Ice reflects sunlight, and scientists say the loss of ice is causing
the Arctic Ocean to absorb more heat in the
summer. A handful of scientists point to that extra heat as a possible culprit
in the recent harsh winters in Europe and the United States .
Their theories involve a fast-moving river of air called the jet stream
that circles the Northern Hemisphere. Many winters, a strong pressure
difference between the polar region and the middle latitudes channels the jet
stream into a tight circle, or vortex, around the North Pole, effectively
containing the frigid air at the top of the world.
“It’s like a fence,” said Michelle L’Heureux, a researcher in Camp Springs , Md. ,
with the National
Oceanic and Atmospheric Administration.
When that pressure difference diminishes, however, the jet stream
weakens and meanders southward, bringing warm air into the Arctic
and cold air into the midlatitudes — exactly what has happened the last couple
of winters. The effect is sometimes compared to leaving a refrigerator door
open, with cold air flooding the kitchen even as warm air enters the
refrigerator.
This has happened intermittently for many decades. Still, it is unusual
for the polar vortex to weaken as much as it has lately.

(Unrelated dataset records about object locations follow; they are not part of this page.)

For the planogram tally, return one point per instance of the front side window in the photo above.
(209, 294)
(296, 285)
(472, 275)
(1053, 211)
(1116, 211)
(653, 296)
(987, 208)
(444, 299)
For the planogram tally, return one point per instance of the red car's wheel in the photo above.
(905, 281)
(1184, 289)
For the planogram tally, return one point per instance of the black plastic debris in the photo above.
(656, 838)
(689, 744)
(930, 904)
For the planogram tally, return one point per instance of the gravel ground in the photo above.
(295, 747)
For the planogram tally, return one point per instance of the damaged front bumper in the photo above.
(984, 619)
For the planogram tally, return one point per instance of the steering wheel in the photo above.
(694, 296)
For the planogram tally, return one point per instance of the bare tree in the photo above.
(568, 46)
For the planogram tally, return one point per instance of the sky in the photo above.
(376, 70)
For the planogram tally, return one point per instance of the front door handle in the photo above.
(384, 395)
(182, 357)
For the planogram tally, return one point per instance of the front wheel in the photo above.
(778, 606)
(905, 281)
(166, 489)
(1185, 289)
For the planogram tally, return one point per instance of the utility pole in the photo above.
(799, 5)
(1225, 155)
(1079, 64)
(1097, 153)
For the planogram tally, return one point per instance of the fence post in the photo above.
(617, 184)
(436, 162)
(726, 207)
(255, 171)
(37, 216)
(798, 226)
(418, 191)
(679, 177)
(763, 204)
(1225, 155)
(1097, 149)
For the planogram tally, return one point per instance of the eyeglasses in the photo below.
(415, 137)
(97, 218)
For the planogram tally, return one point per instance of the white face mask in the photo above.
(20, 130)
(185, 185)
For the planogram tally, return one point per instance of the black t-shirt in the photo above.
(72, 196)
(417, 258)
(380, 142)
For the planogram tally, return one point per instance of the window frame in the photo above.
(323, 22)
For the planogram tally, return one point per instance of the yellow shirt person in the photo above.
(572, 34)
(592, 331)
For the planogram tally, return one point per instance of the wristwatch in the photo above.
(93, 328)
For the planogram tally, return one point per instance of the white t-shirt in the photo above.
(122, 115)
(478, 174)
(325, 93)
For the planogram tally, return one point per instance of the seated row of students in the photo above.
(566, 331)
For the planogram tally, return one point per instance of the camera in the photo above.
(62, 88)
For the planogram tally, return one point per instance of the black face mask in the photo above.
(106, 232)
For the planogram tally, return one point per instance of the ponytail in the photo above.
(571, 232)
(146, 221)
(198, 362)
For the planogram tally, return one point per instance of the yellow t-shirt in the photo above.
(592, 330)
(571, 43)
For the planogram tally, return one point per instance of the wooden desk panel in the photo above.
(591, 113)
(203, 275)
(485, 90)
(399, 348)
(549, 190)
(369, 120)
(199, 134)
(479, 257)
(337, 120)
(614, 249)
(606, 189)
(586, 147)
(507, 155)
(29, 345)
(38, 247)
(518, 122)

Last winter, one index
related to the vortex hit its lowest wintertime value since record-keeping
began in 1865, and it was quite low again in December.
James E. Overland, a climate scientist with NOAA in Seattle, has proposed that the extra
warmth in the Arctic Ocean could be heating the atmosphere enough to make it
less dense, causing the air pressure over the Arctic to be closer to that of
the middle latitudes. “The added heat works against having a strong polar
vortex,” he said.
But Dr. Overland acknowledges that his idea is tentative and needs
further research. Many other climate scientists are not convinced, saying that
a two-year span, however unusual, is not much on which to base a new theory.
“We haven’t got sufficient insight to make definitive claims,” said Kevin
Trenberth, head of climate analysis at the National
Center for Atmospheric Research in Boulder , Colo.
Judah Cohen, director of seasonal forecasting at a company called Atmospheric and
Environmental Research in Lexington, Mass., has spotted what he
believes is a link between increasing snow in Siberia and the weakening of the
polar vortex. In his theory, the extra snow is creating a dense, cold air mass
over northern Asia in the late autumn, setting
off a complex chain of cause and effect that ultimately perturbs the vortex.